I am not disputing the value of properly trained health professionals acting as gate-keepers to potentially dangerous drugs. And I am not taking on here the question of which health care professionals should be allowed to prescribe which drugs, though that is an important question on which the states vary quite a bit. Right now, though, there are at least three examples of important, even life-saving medicine that is being kept from people who need it because of rigid (or rigid interpretations of) state prescribing law, and the inability of the FDA to move quickly when its labeling no longer seems to meet the public interest:

1)      Epinephrine (in epi-pens) to treat severe allergic reactions.  Here’s a good story about that, highlighting a tragic case in which a child died because a school nurse would not or could not use epinephrine that had been prescribed for a different child.

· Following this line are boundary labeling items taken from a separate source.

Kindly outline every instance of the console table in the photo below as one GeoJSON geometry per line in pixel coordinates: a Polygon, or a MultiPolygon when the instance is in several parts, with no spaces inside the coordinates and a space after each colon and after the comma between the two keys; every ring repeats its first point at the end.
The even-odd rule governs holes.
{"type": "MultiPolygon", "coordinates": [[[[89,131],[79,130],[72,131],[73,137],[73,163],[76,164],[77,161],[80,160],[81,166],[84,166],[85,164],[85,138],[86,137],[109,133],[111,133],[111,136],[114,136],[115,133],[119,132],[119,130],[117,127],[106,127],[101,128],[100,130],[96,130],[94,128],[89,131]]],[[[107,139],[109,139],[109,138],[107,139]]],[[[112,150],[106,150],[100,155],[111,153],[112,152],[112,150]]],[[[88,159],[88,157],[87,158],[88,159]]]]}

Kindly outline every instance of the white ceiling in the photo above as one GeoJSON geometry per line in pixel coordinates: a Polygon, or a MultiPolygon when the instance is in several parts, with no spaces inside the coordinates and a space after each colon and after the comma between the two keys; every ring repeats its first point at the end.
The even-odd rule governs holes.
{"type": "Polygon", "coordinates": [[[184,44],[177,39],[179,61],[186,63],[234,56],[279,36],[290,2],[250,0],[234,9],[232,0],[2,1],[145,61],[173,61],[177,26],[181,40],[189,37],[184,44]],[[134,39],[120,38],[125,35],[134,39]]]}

The story reports that 30 states now allow “undesignated” epinephrine to be used in these cases, but only four require it – and 20 still prohibit it.

2)      Naloxone to prevent death from drug overdose.  Naloxone is the standard treatment to reverse opioid overdose.  People usually suffer OD far away from a doctor, but often in the presence of someone who could administer naloxone by simple intramuscular injection or intranasal spray.  This year there has been quite a bit of legislative activity to break down this barrier to life-saving treatment, including a new bill passing both houses in California this week.  But only 16 states and the District of Columbia have acted so far.

3)      Expedited partner therapy for treatment of STDs.  It takes at least two people to get an STD, or prevent one, but often only one partner is seeing the doctor.  EPT gives the patient an extra prescription or dose for the partner.  According to the CDC, this is still illegal in six states and not clearly legal in 9, the District of Columbia and Puerto Rico.

There is evidence for the safety and effectiveness of all these practices, and has been for years. Why does it have to take so long for state prescribing rules, or FDA labels, to change?  We need a faster mechanism for keeing prescribing rules consistent with current practice and evidence. This is, after all, a matter of everyday life and death.